Bardzo, ale to wręcz bardzo, podoba mi się w tej serii to, że kolejne części nie są oddzielnymi sequelami, a kontynuacją tej
samej prostej historyjki. To niezwykłe, bo po finale jedynki (nawet tym zaprezentowanym w kinach), wydawać by się mogło,
że nie sposób będzie nakręcić bezpośrednio związanej z nią kontynuacji. Udało się, i choć co prawda kolejny film nie był
już tak przerażający i jako straszak trochę niedomagał, to w zamian w bardzo zgrabny i ciekawy sposób rozwijał historię
Katie, dopowiadając to, co nie znalazło się w pierwszym filmie, budując jednocześnie własną mitologię, którą teraz twórcy
mogą rozwijać w dalszych częściach.
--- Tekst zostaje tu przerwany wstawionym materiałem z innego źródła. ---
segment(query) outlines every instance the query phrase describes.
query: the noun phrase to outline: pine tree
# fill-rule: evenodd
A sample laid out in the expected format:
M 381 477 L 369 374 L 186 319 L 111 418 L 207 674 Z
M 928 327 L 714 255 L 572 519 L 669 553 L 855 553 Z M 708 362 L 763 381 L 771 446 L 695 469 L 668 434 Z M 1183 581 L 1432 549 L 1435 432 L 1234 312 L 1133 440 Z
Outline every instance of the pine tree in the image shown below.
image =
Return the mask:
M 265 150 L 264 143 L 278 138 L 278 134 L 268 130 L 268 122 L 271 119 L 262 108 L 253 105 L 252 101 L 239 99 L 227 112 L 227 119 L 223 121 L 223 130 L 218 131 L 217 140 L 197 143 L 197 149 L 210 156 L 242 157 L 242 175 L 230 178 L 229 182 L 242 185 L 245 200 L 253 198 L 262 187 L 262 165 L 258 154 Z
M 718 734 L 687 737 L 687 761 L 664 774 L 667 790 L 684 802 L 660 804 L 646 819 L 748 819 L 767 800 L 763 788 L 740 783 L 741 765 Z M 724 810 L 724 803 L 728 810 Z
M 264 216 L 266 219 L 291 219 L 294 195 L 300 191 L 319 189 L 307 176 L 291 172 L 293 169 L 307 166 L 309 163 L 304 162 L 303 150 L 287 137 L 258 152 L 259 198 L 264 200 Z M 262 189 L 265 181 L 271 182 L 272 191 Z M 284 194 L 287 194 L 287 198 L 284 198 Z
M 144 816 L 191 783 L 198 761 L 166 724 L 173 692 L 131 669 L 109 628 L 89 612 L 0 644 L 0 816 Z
A ponieważ robią to niezwykle powoli i oszczędnie, ten prosty zamysł może
spokojnie wystarczyć na jeszcze kilka epizodów. Część trzecia, która tak naprawdę powinna się nazywać częścią zero, bo
jest prequelem pierwszego filmu, ukazuje wydarzenia, które rozegrały się w czasach dzieciństwa Katie i jej siostry Kristi. O
tym, że coś się wtedy wydarzyło, wiemy z luźnej wspominki z poprzedniego filmu, którą w tamtym obrazie można było nawet
przegapić, biorąc ją jedynie za mało znaczące wspomnienie. Takich ukrytych przekazów jest też sporo i w tym obrazie, co z
pewnością ułatwi twórcom kręcenie następnych części (które, patrząc na fenomenalne wyniki z amerykańskiego box-office
na pewno powstaną). Fantastyczne w tej prostej serii jest również to, że snuta przez twórców opowieść, układa się jak na
razie w logiczną całość. W życiu bym nie pomyślał, że coś takiego będzie możliwe, a jednak się udało. W trójce wyjaśnia
się trochę sytuacji z poprzednich dwóch części, ale co więcej, wszystkie wcześniejsze wydarzenia pasują do tych
widzianych w poprzednich filmach, tłumacząc pozostawione w nich wątki.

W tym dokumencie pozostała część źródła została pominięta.